US district judge Analisa Torres ruled on July 13 that Ripple did not breach securities laws through programmatic sales of XRP. But Ripple did violate SEC regulations when directly selling the token to institutional investors. 

In documents filed Friday as part of an ongoing case against Terraform Labs, the SEC said Torres’ ruling about programmatic sales was “wrongly decided.” The agency’s lawyers urged the court not to adhere to those conclusions.

“SEC staff [are] considering the various available avenues for further review and intends to recommend that the SEC seek such review,” they said.

On the other hand, the judge appropriately determined that Ripple’s public statements endorsing XRP generated a reasonable expectation of profits from the company’s efforts among institutional buyers.

The same conclusion should have been applied concerning retail buyers, the SEC said. Instead, the ruling “creates an artificial distinction between the expectations of sophisticated institutional and retail investors.”

Terraform Labs lawyers have attempted to use the Ripple ruling to support a motion to dismiss its own securities case.

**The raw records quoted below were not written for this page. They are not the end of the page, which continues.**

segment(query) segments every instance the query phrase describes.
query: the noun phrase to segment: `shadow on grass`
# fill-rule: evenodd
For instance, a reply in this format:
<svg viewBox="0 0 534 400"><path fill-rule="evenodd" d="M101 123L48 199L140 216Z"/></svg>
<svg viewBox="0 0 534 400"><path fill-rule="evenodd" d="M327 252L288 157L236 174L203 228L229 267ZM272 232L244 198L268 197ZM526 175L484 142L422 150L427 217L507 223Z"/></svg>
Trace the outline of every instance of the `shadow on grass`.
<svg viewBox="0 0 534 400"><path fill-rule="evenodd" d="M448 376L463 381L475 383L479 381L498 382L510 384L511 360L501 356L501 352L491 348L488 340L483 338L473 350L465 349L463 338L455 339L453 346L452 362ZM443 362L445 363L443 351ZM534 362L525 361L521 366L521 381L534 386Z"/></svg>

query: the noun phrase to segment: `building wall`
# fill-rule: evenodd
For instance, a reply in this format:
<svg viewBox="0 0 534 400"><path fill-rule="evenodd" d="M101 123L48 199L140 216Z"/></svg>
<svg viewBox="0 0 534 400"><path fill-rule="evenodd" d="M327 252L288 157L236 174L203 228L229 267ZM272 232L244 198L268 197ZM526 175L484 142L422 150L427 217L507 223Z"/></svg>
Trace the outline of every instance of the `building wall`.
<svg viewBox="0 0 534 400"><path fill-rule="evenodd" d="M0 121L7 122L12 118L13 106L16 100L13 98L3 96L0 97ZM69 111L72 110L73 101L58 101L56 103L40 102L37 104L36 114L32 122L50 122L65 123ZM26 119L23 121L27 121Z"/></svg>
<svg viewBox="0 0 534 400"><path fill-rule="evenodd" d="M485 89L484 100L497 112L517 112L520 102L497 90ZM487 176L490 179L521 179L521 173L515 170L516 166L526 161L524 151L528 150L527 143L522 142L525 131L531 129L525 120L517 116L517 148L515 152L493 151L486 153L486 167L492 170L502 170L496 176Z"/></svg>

While the crypto world waits for a potential SEC appeal, Ripple CEO Brad Garlinghouse suggested that new legislation would be preferable to crypto fans blaming a judge for “faithfully applying the law.”

“An important topic has come up about protecting retail. The SEC created this mess by proclaiming it was the cop on the crypto beat when it had no legal jurisdiction. Where’s that gotten us? Consumers left holding the bag in bankruptcy court while the SEC holds press conferences.”

“We all know legislation — not more regulation by enforcement — is the only way forward to provide clear rules and protect retail,” Garlinghouse said.

Updated Aug. 1, 2023 at 1:35 pm ET: Changed references of “secondary markets” to “programmatic sales.”